Pairing requires centromere activity, as the presence of centromeric repeats is not sufficient for pairing58. However, little is known about how centromere activity affects homologous chromosome pairing. In this study, we found that a functional centromere tend to guide the pairing of homologous segments, which may play a more important role than the presence of homologous segments. Although such studies are difficult due to limited research materials and available methods, the functional mechanism of centromere activity mediating the pairing of homologous chromosomes requires further study.
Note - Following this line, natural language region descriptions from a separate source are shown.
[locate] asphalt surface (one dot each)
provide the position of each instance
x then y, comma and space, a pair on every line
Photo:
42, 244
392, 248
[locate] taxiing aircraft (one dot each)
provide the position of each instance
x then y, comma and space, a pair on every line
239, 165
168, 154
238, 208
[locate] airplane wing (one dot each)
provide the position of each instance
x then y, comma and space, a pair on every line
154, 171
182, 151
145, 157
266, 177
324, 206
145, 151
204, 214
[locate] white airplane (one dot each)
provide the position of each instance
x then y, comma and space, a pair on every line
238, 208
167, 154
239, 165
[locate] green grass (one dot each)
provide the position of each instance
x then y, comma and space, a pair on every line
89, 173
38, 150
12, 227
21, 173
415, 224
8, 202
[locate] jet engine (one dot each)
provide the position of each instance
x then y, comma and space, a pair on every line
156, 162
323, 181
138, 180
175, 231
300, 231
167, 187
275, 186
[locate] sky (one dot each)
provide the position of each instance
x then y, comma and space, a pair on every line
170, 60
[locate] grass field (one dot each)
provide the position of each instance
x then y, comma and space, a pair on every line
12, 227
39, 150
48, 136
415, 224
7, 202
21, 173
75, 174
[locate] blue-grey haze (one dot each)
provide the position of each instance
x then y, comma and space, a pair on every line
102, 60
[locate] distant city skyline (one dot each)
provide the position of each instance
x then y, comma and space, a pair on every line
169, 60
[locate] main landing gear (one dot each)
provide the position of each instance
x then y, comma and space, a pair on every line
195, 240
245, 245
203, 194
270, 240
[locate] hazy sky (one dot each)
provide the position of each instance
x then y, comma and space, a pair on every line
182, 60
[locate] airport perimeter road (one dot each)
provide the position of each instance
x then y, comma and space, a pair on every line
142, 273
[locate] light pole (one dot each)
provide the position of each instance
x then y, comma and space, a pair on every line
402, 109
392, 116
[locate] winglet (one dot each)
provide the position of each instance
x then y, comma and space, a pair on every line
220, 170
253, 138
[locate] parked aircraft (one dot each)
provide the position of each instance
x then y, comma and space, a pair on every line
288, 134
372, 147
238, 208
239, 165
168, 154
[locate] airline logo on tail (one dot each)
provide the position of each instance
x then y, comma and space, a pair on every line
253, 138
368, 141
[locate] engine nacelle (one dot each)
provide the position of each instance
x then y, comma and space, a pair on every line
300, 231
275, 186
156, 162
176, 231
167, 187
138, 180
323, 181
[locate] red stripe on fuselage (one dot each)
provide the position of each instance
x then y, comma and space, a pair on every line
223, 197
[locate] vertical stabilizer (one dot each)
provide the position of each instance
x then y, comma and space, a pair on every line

Segmental duplication showed dosage effect and less dosage compensation effect in rice

The gene compensation effect, which reduces the negative effect of aneuploidy, has been observed in Arabidopsis, Drosophila, maize and nematodes59,60,61. In aneuploidy maize, the number of gene copies on the extra chromosome differed from that of normal individuals, but the transcription levels of most genes did not change, showing the dosage compensation effect in the embryo and endosperm tissues of 30 days13. In Arabidopsis, the trisomy 5 disrupts gene expression throughout the genome at a stage of almost ten rosette leaves60. These results suggest that the extra segments can lead to differences in gene copy number at the genome level, but a mechanism might exist to allow mutant individuals to survive by self-regulating gene expression. In this study, we found that 34.60% genes on the 11S-2 region showed gene dosage effect in leaves. Furthermore, the dosage compensation effect was not observed in the same region. Regardless previous reports showed obvious dosage compensation effect on the added chromosomes with the highest peak at a ratio of 1.062, which differ from our results. Through long-term adjustment and evolution, organisms might adapt to the existence of segmental duplication, which shows dosage compensation effect in different species13, 55. In the present study, rice seedling from asexual reproduction by tissue culture might be the rapidly evolving stage, so no obvious compensation effect has been shown on the 11S-2 region. To test the hypothesis preliminarily, we conduct the similar RT-qPCR analysis in progeny of YZG-5. Compared with the YZG-5 parents, the number of genes showing gene dosage effect decreased in progeny of YZG-5. Thus, we made a prediction preliminarily that the gene dosage effect will reduce after sexual reproduction of a generation. If there has obvious compensation effect, we will get more generations to research in the future.

The addition of an individual chromosome has much more of an impact on genome-wide expression than the addition of the entire genome in polyploids: the addition of individual chromosome makes the entire genome unbalanced, while polyploid genomes are still in a state of equilibrium63,64,65. Genomic imbalance strongly affects the transcription and expression of the entire genome. The equilibrium of the genome can affect gene expression, quantitative traits and dosage compensation and lead to aneuploidy syndrome10. In Arabidopsis, segmental duplication of chromosome 5 has an impact on the entire genome in normal diploid and trisomic plants. There were 12–13% of transcripts across all chromosomes that were up-regulated with respect to their chromosomal neighborhoods. Down-regulation on other chromosomes was only observed for 8–9% of transcripts60. In the present study, we found that segmental duplication of Chr11 affected genome-wide expression in rice, which revealed both up-regulated and down-regulated genes at a ratio of 5.55% and 4.18%, respectively. The impact probability is very low which explain the segmental duplication of 11S∙11S∙11S∙11S has less impact on the global gene expression.